Discuss any dietary needs with your host beforehand
Since every dinner party has a host, it's a good idea to inform them in advance if you have any dietary restrictions, such as food allergies. There's no need to make a big deal out of it — just explain your situation honestly. This will save you from having to provide multiple explanations during the party and will also prevent you from committing an etiquette faux pas. Attending a dinner party without alerting the host to your dietary needs beforehand is considered inconsiderate. Why? Because the host could have potentially prepared dishes that were safe for you if you had informed them in advance.
Now, what if you don't actually have a gluten sensitivity or lactose intolerance? What if you simply don't want to feel obligated to sample every dish or appetizer? In that case, polite refusals, accompanied by explanations, become a social necessity. You should also make an effort to arrive with an appetite so you can at least sample some of the offerings.
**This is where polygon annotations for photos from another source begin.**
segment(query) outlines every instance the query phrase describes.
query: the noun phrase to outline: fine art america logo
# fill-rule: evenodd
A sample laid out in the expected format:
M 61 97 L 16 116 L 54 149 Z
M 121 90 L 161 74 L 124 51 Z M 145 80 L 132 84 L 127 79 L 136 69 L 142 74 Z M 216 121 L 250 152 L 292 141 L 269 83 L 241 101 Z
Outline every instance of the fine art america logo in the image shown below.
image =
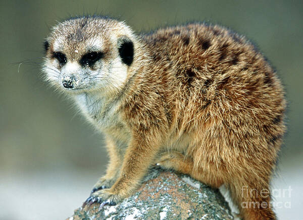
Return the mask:
M 292 190 L 292 189 L 290 186 L 287 189 L 273 189 L 271 190 L 271 196 L 275 198 L 290 198 Z M 242 197 L 255 198 L 254 201 L 242 202 L 241 203 L 242 208 L 291 208 L 290 201 L 286 202 L 270 201 L 270 192 L 267 189 L 258 191 L 256 189 L 251 189 L 248 188 L 247 186 L 243 186 L 242 187 Z

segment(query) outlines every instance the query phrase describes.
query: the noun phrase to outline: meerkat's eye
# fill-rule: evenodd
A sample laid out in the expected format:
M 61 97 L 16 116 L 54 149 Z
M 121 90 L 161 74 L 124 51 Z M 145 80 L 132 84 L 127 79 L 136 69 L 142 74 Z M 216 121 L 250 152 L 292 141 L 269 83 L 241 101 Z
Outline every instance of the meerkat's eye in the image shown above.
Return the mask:
M 60 66 L 64 65 L 67 61 L 67 58 L 65 54 L 61 52 L 55 52 L 53 56 L 59 61 Z
M 83 55 L 80 60 L 80 63 L 82 65 L 92 66 L 103 56 L 104 54 L 101 52 L 90 52 Z

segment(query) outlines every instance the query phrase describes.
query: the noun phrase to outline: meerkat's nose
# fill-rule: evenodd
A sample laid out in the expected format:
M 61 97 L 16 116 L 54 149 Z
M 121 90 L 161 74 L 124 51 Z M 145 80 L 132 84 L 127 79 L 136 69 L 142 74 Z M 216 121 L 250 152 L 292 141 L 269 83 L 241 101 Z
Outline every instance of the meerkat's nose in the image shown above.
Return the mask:
M 63 85 L 63 87 L 67 89 L 72 89 L 74 88 L 73 81 L 71 80 L 63 80 L 62 81 L 62 85 Z

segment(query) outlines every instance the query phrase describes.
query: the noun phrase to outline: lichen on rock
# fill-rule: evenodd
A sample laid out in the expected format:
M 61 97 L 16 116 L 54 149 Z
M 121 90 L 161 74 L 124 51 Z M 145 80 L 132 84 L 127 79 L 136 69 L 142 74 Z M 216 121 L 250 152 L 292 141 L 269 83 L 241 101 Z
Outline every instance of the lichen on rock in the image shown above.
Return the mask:
M 71 220 L 233 219 L 218 190 L 189 176 L 154 168 L 133 195 L 116 205 L 79 208 Z M 69 218 L 68 218 L 69 219 Z

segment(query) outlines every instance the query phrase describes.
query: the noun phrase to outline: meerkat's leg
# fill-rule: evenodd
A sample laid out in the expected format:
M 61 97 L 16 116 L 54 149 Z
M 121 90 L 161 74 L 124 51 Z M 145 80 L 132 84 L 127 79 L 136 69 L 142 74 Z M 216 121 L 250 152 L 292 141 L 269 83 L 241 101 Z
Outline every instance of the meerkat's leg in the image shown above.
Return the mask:
M 158 151 L 151 142 L 133 139 L 126 150 L 119 176 L 109 189 L 93 193 L 84 204 L 105 202 L 114 204 L 133 193 L 140 185 Z
M 94 185 L 92 193 L 100 189 L 111 187 L 118 178 L 121 170 L 123 158 L 123 150 L 119 149 L 117 144 L 108 137 L 106 138 L 106 148 L 110 158 L 106 174 Z

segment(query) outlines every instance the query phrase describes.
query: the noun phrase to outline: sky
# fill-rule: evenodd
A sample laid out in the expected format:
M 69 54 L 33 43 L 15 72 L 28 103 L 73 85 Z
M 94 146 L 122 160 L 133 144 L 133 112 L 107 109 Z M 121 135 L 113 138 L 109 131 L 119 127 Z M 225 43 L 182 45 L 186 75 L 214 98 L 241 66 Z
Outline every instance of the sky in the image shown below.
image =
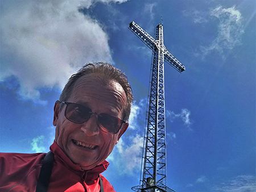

Be polite when you refuse food
By accepting an invitation to attend a dinner party, you enter into a social contract that includes certain expectations, such as eating. That said, you're not obligated to overindulge or eat anything you dislike. However, a little tact can go a long way when it comes to declining food.
If you cannot eat a dish due to one of its ingredients, it's perfectly acceptable to say so, but make sure to be polite in your explanation. For instance, you might say, "I'm sorry. I'm lactose intolerant, and my doctor told me I can't have any food that includes dairy. It looks delicious, though!"
It's also helpful to avoid expressing negative opinions about the foods you're passing on. For example, don't say you're declining a dish because you dislike it or its ingredients; that's disrespectful to the person who prepared the food. In these situations, politeness and a liberal use of compliments are your best allies — along with actually sampling some of the offerings, of course.